A wand of greater magic weapon [trans] (PH 251-2) (3rd-level spell at caster level 20) (900 gp/charge; 0 lbs.), at about 1/3 the price of the most expensive quiver of Anariel, transforms 50 arrows into 50 +5 arrows for 20 hours by expending one charge. While 50 or 100 arrows isn't enough, 2,500 arrows just might be.

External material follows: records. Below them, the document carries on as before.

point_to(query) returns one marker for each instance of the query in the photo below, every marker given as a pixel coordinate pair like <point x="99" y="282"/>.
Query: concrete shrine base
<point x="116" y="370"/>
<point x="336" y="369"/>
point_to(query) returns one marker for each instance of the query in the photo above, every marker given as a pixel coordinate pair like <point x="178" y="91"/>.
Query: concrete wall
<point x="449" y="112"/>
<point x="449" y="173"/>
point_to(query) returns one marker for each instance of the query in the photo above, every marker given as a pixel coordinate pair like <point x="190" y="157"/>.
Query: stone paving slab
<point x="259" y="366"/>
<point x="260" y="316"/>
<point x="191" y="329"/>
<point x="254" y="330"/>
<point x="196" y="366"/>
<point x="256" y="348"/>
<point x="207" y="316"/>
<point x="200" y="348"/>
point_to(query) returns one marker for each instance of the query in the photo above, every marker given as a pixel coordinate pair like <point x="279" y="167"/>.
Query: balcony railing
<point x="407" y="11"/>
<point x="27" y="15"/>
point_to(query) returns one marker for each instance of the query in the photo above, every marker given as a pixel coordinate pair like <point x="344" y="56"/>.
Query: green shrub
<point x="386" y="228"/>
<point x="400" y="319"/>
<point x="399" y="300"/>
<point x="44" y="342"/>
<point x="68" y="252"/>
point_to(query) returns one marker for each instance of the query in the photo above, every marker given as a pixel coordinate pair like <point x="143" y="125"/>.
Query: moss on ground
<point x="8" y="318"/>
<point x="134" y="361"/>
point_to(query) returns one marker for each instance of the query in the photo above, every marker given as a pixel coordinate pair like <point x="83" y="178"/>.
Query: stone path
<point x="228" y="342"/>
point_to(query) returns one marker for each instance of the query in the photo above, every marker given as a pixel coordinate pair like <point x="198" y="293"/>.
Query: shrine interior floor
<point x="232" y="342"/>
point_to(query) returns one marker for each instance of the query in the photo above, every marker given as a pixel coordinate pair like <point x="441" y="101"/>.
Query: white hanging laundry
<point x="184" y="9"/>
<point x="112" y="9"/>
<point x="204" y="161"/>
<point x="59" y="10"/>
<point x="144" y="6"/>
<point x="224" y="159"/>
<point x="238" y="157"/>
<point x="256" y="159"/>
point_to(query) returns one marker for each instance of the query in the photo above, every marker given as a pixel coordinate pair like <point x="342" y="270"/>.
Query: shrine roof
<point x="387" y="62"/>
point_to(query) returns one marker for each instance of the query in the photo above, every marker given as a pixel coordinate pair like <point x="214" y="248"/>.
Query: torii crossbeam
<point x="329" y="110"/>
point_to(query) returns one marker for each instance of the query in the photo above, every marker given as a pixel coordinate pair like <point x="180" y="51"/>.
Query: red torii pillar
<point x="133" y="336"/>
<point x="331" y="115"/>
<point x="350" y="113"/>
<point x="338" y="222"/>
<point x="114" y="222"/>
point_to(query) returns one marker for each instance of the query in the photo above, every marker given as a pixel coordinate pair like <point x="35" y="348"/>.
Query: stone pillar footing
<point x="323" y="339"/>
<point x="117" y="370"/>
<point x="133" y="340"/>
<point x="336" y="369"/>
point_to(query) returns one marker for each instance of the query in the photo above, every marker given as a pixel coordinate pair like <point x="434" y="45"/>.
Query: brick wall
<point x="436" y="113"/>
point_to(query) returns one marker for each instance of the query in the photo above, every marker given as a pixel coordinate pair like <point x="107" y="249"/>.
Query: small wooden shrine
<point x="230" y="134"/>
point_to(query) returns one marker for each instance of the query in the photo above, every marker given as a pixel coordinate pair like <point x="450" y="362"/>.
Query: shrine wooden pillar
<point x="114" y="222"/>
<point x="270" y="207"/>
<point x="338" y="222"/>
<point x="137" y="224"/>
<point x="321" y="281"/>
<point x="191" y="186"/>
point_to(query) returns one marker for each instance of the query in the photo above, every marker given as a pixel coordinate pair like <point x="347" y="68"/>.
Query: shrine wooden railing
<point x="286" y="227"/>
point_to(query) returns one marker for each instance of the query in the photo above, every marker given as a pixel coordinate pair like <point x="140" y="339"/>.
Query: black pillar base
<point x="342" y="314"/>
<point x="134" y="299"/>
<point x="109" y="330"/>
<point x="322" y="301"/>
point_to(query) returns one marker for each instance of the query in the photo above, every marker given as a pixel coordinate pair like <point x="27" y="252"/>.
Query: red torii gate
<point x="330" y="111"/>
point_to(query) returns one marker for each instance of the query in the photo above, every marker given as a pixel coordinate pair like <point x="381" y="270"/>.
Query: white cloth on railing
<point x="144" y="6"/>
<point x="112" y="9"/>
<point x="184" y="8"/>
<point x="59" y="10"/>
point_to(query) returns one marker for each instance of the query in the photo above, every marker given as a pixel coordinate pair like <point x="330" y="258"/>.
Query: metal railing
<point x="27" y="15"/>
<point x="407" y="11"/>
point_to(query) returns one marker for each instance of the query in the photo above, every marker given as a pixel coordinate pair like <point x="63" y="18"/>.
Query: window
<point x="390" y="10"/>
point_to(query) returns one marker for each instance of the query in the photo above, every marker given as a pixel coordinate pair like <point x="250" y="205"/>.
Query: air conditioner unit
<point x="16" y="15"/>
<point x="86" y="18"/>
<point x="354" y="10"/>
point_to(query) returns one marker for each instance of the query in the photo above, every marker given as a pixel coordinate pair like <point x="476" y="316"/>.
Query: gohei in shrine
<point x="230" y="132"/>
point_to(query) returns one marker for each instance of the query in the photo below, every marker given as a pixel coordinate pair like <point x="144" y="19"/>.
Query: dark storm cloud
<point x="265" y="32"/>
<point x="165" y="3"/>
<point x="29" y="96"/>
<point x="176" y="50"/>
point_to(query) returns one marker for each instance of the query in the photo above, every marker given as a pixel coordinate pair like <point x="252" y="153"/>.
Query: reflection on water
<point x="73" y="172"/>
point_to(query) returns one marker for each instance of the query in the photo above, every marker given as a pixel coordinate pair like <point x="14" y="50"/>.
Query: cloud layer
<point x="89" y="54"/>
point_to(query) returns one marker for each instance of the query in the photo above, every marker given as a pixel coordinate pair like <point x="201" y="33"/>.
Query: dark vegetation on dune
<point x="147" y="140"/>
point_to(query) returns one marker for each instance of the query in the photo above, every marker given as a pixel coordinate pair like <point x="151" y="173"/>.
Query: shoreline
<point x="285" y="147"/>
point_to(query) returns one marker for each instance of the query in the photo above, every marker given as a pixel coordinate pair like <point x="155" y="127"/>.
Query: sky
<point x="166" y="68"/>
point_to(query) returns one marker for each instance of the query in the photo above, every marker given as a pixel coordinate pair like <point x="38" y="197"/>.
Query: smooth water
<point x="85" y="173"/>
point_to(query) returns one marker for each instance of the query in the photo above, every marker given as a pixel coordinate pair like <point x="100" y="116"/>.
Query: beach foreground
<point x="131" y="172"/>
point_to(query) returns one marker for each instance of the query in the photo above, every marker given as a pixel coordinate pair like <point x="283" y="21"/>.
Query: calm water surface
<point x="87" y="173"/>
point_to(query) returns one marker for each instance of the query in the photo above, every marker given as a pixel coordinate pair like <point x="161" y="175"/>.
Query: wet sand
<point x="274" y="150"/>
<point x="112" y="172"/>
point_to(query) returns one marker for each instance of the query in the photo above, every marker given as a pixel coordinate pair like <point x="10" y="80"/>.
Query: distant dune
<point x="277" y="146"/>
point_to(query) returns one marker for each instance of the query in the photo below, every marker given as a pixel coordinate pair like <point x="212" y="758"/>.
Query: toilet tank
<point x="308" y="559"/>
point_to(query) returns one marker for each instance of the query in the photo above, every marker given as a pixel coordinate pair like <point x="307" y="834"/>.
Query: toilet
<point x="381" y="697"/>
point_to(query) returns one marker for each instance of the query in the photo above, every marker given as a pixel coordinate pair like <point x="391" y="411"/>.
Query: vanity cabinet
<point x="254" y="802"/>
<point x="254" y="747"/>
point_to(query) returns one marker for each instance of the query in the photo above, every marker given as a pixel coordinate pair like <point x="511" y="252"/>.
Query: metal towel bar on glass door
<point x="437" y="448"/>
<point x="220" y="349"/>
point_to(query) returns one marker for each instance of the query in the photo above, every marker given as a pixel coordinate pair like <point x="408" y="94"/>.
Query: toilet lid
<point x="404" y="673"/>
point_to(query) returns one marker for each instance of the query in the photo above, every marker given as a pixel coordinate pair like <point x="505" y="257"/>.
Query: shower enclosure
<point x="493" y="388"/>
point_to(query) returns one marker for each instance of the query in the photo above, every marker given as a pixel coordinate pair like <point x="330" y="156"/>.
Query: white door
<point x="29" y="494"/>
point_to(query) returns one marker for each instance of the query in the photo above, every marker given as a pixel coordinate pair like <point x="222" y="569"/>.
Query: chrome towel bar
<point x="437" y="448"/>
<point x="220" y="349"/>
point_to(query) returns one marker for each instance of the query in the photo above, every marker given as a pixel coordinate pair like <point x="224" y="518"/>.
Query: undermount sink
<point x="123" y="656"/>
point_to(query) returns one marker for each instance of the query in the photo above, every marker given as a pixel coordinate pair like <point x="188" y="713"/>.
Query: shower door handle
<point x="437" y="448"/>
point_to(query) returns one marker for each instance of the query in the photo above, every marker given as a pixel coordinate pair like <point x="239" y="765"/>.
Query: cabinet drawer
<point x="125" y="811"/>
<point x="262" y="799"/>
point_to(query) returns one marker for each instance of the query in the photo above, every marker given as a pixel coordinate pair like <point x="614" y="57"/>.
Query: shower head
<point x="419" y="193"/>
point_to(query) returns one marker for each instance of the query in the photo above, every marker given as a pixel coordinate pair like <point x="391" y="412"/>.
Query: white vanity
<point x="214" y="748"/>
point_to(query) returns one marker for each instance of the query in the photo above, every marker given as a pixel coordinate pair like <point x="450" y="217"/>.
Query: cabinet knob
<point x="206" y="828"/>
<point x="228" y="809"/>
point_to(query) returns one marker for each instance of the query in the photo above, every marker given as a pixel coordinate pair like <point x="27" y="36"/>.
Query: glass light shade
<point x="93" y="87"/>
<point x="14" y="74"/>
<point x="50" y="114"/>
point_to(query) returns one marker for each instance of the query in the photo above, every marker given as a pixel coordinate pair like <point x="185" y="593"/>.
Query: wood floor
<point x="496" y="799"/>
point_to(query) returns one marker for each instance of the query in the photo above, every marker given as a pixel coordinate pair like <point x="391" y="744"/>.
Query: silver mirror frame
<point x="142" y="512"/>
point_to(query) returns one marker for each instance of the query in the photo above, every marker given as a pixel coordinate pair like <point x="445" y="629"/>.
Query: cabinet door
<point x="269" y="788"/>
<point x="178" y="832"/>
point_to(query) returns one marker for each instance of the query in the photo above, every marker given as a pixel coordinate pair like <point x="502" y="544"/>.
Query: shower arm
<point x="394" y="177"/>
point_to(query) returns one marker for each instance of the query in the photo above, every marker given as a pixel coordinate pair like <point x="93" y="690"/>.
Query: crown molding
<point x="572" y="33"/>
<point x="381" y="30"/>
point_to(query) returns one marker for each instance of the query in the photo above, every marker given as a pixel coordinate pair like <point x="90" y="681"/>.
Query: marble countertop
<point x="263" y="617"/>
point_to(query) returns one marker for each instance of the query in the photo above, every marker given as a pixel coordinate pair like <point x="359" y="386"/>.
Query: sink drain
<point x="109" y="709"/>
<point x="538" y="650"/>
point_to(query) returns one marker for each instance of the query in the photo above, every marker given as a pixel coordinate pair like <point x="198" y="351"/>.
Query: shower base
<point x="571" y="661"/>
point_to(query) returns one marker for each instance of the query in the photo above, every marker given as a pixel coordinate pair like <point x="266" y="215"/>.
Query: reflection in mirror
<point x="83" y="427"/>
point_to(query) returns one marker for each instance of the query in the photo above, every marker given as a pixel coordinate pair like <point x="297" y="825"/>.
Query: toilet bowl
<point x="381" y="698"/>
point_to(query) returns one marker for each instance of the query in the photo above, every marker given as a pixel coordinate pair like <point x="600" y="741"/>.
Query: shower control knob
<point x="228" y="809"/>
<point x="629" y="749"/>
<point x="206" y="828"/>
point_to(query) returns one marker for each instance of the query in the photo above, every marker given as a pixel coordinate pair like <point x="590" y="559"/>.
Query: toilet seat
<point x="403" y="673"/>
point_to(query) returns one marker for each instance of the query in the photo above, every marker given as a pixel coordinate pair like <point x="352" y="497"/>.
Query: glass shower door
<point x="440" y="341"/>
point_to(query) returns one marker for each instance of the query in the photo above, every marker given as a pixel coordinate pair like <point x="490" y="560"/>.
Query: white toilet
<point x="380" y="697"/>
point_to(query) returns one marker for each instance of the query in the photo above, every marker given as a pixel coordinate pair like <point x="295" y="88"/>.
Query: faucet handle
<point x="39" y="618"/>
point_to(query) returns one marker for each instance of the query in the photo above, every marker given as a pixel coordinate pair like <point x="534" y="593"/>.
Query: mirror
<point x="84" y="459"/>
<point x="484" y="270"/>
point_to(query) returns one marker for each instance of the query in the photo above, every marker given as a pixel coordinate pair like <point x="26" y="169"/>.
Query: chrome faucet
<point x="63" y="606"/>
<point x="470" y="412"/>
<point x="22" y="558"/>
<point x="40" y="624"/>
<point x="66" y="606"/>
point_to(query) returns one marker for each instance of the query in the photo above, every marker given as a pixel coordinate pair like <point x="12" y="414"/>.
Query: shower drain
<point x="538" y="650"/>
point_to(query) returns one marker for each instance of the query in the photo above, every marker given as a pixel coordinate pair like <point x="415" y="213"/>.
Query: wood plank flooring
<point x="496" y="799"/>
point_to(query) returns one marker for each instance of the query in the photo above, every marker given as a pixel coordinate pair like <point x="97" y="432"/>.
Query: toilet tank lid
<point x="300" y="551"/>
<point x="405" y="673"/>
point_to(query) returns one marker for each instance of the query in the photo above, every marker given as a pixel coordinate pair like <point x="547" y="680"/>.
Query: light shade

Then spend some of that saved cash on an extradimensional space filled with mundane arrows. (Note: The spell greater magic weapon is on a lot of class's spell lists but not the ranger's, an incredibly frustrating and sad omission.)
The quiver of lies (Book of Vile Darkness 116) (12,000 gp; 0 lbs.) isn't a quiver at all but a (maybe slotless?) bracelet that creates a typical arrow or bolt with a duration of 10 rounds when the wearer needs one, just like drawing ammunition.
This may be the most official equivalent to Devlin's ring, which was originally from the Book of Eldritch Might III: The Nexus (2003), published a year after the Book of Vile Darkness. We'll likely never know, but a reader might infer that Monte Cook—author of both Book and Nexus—either changed his mind about the price of infinite arrows, reducing the cost of the later item to 1/3 of the earlier's price, or he believed that the arrows' continued existence past the time of their creation (and all of the shenanigans one can pull with that) multiplied the cost of the earlier item by 3 or he forgot he already concocted an item of infinite arrows and priced the new one differently or something else entirely. Pick a reason or make up your own, but 12,000 gp seems to be the official going rate for nigh-infinite arrows.
The raptor arrow (Magic Item Compendium 56) (6,006 gp; 0 lbs.), while a relic and therefore difficult for some to use, returns—harmlessly, fortunately—to its firer on the round after it's fired so that, while expensive, an archer only needs enough raptor arrows to make one full attack.
The quiver of plenty (Dragon Compendium Volume 1 (2005) 139) (18,000 gp; 1 lb.) produces nigh-infinite cold iron, masterwork, and silver arrows and up to 5 adamantine arrows per day, all lasting only long enough to be launched and deal damage. If the DM allows this and the quiver of lies in the campaign, pay the extra gp for this.
This DM would then allow the player to apply to the quiver of lies or plenty the same kinds of enhancement bonuses available to the quiver of Anariel, but note that, so far as I'm aware, the quiver of Anariel is deeply obscure, present not in a Dragon magazine but only on that now-only-archived Web page with similar pages containing such gems as Raistlin's frog. (Tip: Buy. Them. All.) In other words, perhaps the quiver of Anariel isn't the most reliable source for pricing nigh-infinite magic arrows, but I'm unaware of a more official alternative.